Sir Gordon Edward George Minhinnick (13 June 1902 – 19 February 1992) was a New Zealand cartoonist.

He was born at Torpoint, Cornwall, England, educated at Kelly College, Devon, and left for New Zealand in 1921 where he studied architecture for four years. In 1926 he joined the New Zealand Free Lance as cartoonist, but soon transferred to the Christchurch Sun and thence to the Auckland Sun. He joined the New Zealand Herald as a political cartoonist in 1930 and although he officially retired in 1976, contributed cartoons to the newspaper for more than another decade.

In the 1950 King's Birthday Honours, Minhinnick was appointed an Officer of the Order of the British Empire, and in the 1976 Queen's Birthday Honours he was promoted to Knight Commander of the Order of the British Empire), for services as a cartoonist.

==Career==
Grant (1987) describes Minhinnick as "pre-eminent among New Zealand cartoonists. His work for the country's largest newspaper was widely syndicated and of a consistently high standard; witty rather than barbed, and with a feel for caricature that gave the cartoons an added dimension". Minhinnick was strongly influenced by New Zealand cartoonist David Low, and was offered, but declined, Low's job at the London Evening Standard when Low left the London newspaper in 1949. Minhinnick also taught Les Gibbard (the cartoonist who went on to replace Bill Papas, Low's successor, then at The Guardian) in Auckland during the 1950s.

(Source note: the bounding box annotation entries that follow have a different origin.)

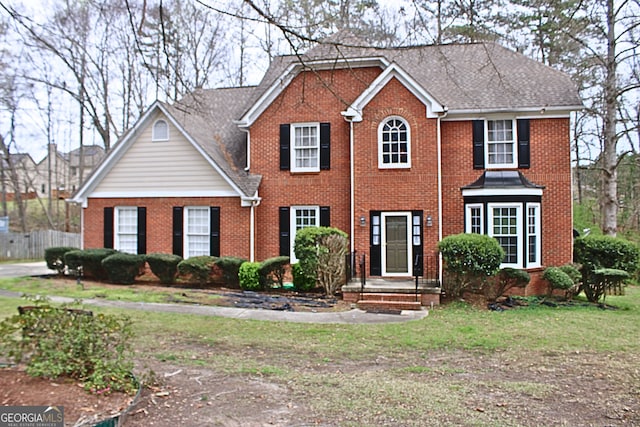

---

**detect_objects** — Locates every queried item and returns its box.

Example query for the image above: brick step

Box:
[356,300,422,311]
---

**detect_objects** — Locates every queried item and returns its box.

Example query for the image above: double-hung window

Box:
[290,206,320,263]
[291,123,320,172]
[378,117,411,169]
[184,206,211,258]
[113,206,138,254]
[485,119,518,168]
[465,202,541,268]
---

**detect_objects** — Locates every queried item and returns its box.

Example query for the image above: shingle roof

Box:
[163,87,262,197]
[248,43,582,112]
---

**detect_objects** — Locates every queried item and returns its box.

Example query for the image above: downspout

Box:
[436,106,449,286]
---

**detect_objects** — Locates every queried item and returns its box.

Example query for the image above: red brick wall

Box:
[251,68,381,260]
[83,197,250,259]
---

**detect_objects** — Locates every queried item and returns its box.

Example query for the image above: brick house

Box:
[72,43,581,300]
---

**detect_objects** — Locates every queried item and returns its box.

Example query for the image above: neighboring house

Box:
[34,144,105,198]
[0,153,38,200]
[71,38,581,291]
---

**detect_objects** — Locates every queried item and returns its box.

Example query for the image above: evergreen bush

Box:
[438,233,505,297]
[44,246,78,275]
[102,252,145,285]
[145,253,182,285]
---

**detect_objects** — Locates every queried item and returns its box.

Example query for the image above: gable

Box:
[91,113,238,197]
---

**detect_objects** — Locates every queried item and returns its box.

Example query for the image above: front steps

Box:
[342,278,440,312]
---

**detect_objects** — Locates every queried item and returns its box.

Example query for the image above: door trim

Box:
[380,211,413,277]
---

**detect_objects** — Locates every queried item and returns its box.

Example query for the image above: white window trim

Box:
[464,203,484,234]
[378,116,411,169]
[484,117,518,169]
[525,203,542,268]
[113,206,138,255]
[487,202,525,268]
[182,206,211,259]
[151,119,169,142]
[289,206,320,264]
[289,122,320,172]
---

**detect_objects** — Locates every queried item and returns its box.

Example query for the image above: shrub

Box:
[260,256,290,288]
[102,253,145,285]
[293,227,349,295]
[238,262,262,291]
[438,233,504,297]
[178,255,217,285]
[216,256,247,287]
[44,246,78,275]
[574,236,640,303]
[0,299,135,393]
[542,267,574,296]
[291,263,316,292]
[585,268,631,303]
[145,253,182,285]
[64,248,118,280]
[483,267,531,302]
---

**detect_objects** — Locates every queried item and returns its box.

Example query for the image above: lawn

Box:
[0,281,640,426]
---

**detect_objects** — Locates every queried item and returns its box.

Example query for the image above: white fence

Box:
[0,230,80,260]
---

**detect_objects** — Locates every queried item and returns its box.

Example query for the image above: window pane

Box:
[115,207,138,254]
[380,119,409,164]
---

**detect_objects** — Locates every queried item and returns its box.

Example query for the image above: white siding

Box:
[94,113,235,196]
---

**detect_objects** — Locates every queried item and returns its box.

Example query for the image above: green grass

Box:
[0,277,220,304]
[0,281,640,427]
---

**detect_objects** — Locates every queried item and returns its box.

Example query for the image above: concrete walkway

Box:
[0,262,429,324]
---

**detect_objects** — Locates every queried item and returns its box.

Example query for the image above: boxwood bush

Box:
[102,252,145,285]
[260,256,291,288]
[438,233,505,297]
[64,248,118,280]
[216,256,247,288]
[44,246,78,274]
[145,253,182,285]
[238,262,262,291]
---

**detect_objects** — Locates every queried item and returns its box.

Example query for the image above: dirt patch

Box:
[0,367,133,426]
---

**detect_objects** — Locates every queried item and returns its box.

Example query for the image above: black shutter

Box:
[279,206,291,256]
[320,123,331,170]
[410,211,424,276]
[209,206,220,256]
[369,211,382,276]
[517,119,531,169]
[320,206,331,227]
[173,206,184,256]
[473,120,484,169]
[138,207,147,255]
[280,124,291,170]
[104,207,113,249]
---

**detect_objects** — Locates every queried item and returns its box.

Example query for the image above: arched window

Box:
[151,120,169,141]
[378,117,411,169]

Minhinnick illustrated several popular New Zealand books ("Murphy's Moa", "From N to Z", "Trout at Taupo", "Four Seasons of Country Diary" ), and he regularly published collections of his work (such as "The Minhinnick annual", "Min's Sauce" to "Just a Min").

==Death==
Minhinnick was buried at Purewa Cemetery in the Auckland suburb of Meadowbank.